Today, it is inconceivable to be as influenced by classical works as the young Leopardi did, especially since the library of his father, Count Monaldo, had collapsed. To say that the collapse is to say that there are few ancient books left, and it also means that new books have spread to all modern literature and culture. What can be done now is for each of us to invent our ideal classical library; and I would say that half of them should include books that we have read and that have benefited us, and the others that we intend to read and assume will be of benefit to us. We should also give up some of our space to the Book of Accidents and the Book of Serendipitous Discoveries.

I noticed that Leopardi was the only name I mentioned from Italian literature. This is the result of that library collapse. Now I should rewrite the whole article so that it makes it clear that the classics help us to understand who we are and where we have arrived, and thus to understand that the Italian classics are indispensable to us Italians, otherwise we cannot compare foreign classics; likewise, foreign classics are indispensable, otherwise we cannot compare Italian classics.

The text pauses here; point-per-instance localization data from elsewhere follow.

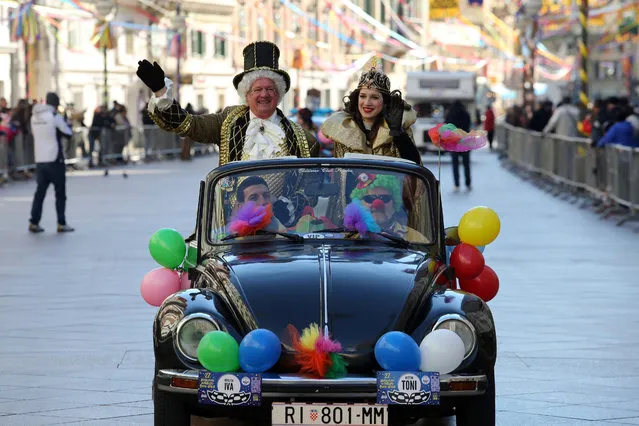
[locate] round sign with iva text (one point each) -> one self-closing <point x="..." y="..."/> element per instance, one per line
<point x="228" y="384"/>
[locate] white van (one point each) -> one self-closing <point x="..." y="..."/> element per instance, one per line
<point x="431" y="93"/>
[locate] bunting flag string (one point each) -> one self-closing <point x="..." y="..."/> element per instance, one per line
<point x="24" y="25"/>
<point x="103" y="36"/>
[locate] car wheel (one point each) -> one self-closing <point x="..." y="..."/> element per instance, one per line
<point x="479" y="410"/>
<point x="169" y="410"/>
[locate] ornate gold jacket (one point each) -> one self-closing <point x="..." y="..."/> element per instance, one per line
<point x="348" y="137"/>
<point x="227" y="129"/>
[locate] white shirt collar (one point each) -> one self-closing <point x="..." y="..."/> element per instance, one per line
<point x="274" y="118"/>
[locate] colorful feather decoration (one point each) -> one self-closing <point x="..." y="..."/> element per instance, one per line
<point x="450" y="138"/>
<point x="250" y="218"/>
<point x="359" y="218"/>
<point x="317" y="354"/>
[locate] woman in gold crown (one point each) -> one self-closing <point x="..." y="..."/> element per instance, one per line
<point x="374" y="121"/>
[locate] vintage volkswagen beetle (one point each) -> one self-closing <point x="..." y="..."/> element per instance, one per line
<point x="357" y="288"/>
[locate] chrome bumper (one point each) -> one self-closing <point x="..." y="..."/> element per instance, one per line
<point x="292" y="385"/>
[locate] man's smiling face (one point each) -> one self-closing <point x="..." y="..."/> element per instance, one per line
<point x="263" y="98"/>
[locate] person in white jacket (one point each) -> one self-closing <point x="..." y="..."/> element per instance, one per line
<point x="564" y="120"/>
<point x="48" y="127"/>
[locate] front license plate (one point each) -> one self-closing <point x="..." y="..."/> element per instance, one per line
<point x="329" y="414"/>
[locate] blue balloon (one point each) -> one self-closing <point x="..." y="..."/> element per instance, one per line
<point x="397" y="351"/>
<point x="260" y="350"/>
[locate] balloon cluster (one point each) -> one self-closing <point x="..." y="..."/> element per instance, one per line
<point x="167" y="248"/>
<point x="451" y="138"/>
<point x="259" y="351"/>
<point x="477" y="228"/>
<point x="441" y="350"/>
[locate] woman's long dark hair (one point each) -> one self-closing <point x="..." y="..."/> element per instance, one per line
<point x="351" y="107"/>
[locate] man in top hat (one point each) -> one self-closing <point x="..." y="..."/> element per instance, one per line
<point x="255" y="130"/>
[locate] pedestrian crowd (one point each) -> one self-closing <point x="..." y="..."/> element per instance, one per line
<point x="610" y="121"/>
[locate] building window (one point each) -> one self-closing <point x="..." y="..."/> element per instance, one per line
<point x="73" y="34"/>
<point x="198" y="43"/>
<point x="260" y="28"/>
<point x="130" y="41"/>
<point x="368" y="7"/>
<point x="220" y="46"/>
<point x="242" y="23"/>
<point x="159" y="42"/>
<point x="78" y="100"/>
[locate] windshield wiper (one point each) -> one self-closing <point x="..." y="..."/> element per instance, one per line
<point x="293" y="237"/>
<point x="349" y="232"/>
<point x="398" y="240"/>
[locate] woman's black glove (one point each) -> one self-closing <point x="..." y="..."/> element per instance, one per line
<point x="151" y="75"/>
<point x="394" y="113"/>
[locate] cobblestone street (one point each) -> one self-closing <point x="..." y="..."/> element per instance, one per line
<point x="76" y="342"/>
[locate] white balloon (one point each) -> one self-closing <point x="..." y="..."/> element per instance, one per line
<point x="441" y="350"/>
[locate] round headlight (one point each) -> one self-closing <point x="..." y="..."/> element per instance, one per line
<point x="190" y="331"/>
<point x="462" y="327"/>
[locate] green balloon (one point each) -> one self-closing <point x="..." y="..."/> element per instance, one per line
<point x="167" y="248"/>
<point x="219" y="352"/>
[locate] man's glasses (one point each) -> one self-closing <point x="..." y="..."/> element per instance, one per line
<point x="260" y="90"/>
<point x="368" y="199"/>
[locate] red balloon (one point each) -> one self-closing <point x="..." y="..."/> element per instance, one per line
<point x="467" y="261"/>
<point x="485" y="285"/>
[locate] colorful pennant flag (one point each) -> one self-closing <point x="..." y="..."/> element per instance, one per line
<point x="103" y="36"/>
<point x="24" y="25"/>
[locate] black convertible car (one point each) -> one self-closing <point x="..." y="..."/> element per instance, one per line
<point x="307" y="266"/>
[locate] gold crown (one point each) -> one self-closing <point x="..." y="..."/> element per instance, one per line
<point x="374" y="78"/>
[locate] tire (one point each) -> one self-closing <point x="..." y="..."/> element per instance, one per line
<point x="169" y="410"/>
<point x="479" y="410"/>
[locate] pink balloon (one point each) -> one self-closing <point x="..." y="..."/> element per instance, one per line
<point x="185" y="282"/>
<point x="322" y="138"/>
<point x="159" y="284"/>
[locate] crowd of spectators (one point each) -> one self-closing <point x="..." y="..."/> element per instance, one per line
<point x="610" y="121"/>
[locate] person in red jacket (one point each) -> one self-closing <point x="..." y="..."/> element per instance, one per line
<point x="489" y="125"/>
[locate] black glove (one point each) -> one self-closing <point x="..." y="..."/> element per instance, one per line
<point x="151" y="75"/>
<point x="393" y="113"/>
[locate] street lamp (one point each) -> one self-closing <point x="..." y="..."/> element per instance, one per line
<point x="531" y="9"/>
<point x="179" y="25"/>
<point x="104" y="9"/>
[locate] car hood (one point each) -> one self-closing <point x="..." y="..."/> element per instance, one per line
<point x="358" y="292"/>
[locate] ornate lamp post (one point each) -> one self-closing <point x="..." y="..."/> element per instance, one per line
<point x="179" y="25"/>
<point x="530" y="25"/>
<point x="104" y="9"/>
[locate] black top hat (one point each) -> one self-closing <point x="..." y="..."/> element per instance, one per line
<point x="262" y="55"/>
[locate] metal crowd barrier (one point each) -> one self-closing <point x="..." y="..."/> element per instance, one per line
<point x="4" y="158"/>
<point x="122" y="144"/>
<point x="571" y="166"/>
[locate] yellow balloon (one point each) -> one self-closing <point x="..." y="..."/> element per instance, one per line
<point x="479" y="226"/>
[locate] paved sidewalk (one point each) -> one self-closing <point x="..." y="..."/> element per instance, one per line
<point x="75" y="335"/>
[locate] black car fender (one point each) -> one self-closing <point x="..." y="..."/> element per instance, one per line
<point x="174" y="309"/>
<point x="446" y="301"/>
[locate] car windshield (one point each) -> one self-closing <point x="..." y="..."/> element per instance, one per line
<point x="317" y="202"/>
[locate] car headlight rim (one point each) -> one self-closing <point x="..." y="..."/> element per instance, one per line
<point x="465" y="322"/>
<point x="180" y="329"/>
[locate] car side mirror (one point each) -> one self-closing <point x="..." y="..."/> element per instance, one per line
<point x="321" y="189"/>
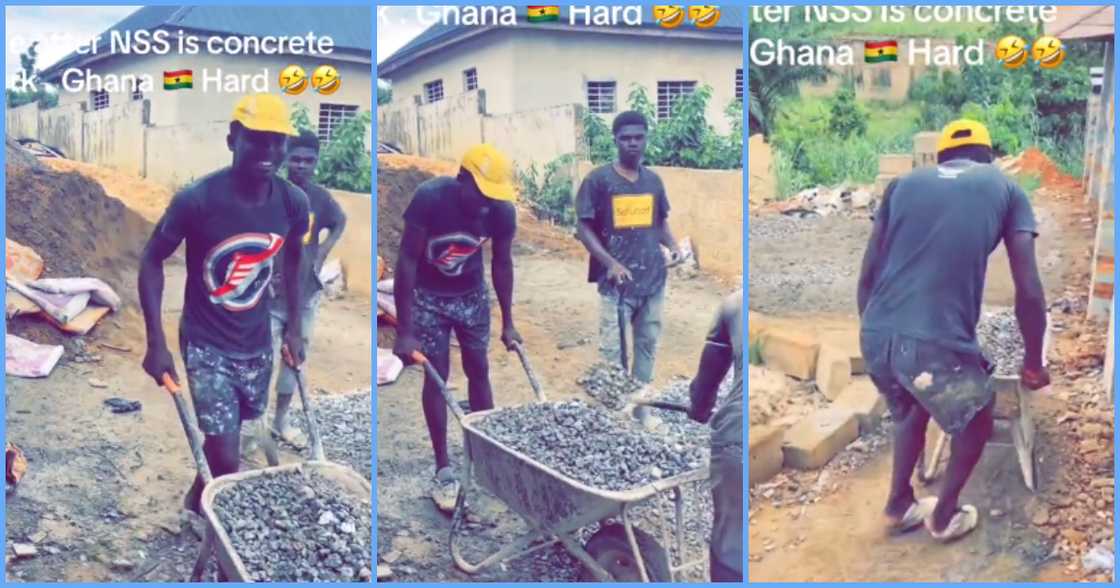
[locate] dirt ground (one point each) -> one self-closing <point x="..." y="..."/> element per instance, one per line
<point x="814" y="526"/>
<point x="101" y="496"/>
<point x="556" y="311"/>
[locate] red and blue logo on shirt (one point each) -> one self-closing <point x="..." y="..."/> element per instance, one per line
<point x="238" y="270"/>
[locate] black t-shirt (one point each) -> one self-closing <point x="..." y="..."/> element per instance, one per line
<point x="232" y="251"/>
<point x="453" y="262"/>
<point x="324" y="213"/>
<point x="627" y="217"/>
<point x="942" y="223"/>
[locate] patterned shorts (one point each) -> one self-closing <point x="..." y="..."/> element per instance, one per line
<point x="435" y="316"/>
<point x="952" y="386"/>
<point x="226" y="390"/>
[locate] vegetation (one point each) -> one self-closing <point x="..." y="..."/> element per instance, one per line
<point x="345" y="164"/>
<point x="46" y="98"/>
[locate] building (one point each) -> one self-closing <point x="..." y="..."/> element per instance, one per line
<point x="348" y="27"/>
<point x="532" y="66"/>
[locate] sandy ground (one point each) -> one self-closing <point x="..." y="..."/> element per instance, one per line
<point x="815" y="528"/>
<point x="554" y="307"/>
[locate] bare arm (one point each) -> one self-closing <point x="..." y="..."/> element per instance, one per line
<point x="1029" y="297"/>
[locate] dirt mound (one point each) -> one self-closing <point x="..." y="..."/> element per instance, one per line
<point x="143" y="196"/>
<point x="71" y="222"/>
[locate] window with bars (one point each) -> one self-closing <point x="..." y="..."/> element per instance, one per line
<point x="99" y="100"/>
<point x="332" y="117"/>
<point x="600" y="96"/>
<point x="434" y="91"/>
<point x="669" y="93"/>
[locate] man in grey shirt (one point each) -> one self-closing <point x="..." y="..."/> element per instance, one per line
<point x="920" y="295"/>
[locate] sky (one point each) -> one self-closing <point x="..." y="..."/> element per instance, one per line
<point x="58" y="29"/>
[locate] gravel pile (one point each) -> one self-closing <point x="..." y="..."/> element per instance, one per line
<point x="589" y="445"/>
<point x="609" y="384"/>
<point x="999" y="337"/>
<point x="344" y="425"/>
<point x="297" y="526"/>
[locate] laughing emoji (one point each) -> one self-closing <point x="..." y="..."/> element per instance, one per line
<point x="1048" y="52"/>
<point x="1011" y="52"/>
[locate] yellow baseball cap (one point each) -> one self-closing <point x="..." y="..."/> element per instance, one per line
<point x="263" y="112"/>
<point x="492" y="170"/>
<point x="961" y="132"/>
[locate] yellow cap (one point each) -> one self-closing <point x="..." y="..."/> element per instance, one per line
<point x="492" y="170"/>
<point x="263" y="112"/>
<point x="961" y="132"/>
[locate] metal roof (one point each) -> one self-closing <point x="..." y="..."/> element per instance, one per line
<point x="441" y="35"/>
<point x="351" y="27"/>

Then, I really should rewrite this article for the third time, lest people believe that the reason for reading the classic is that they think it has some purpose. The only reason that can be cited to please them is that it is better to read the classics than not to read them.

And if anyone objected that they were not worth the effort, I would like to quote Gioren (not a classic writer, at least not yet a classic writer, but a modern thinker who is now being translated into Italian): "While the poison is being prepared, Socrates is practicing a tune with the flute. What's the use of that? Someone asked him. At least I can learn this tune before I die. ’”

This article was translated by Huang Canran.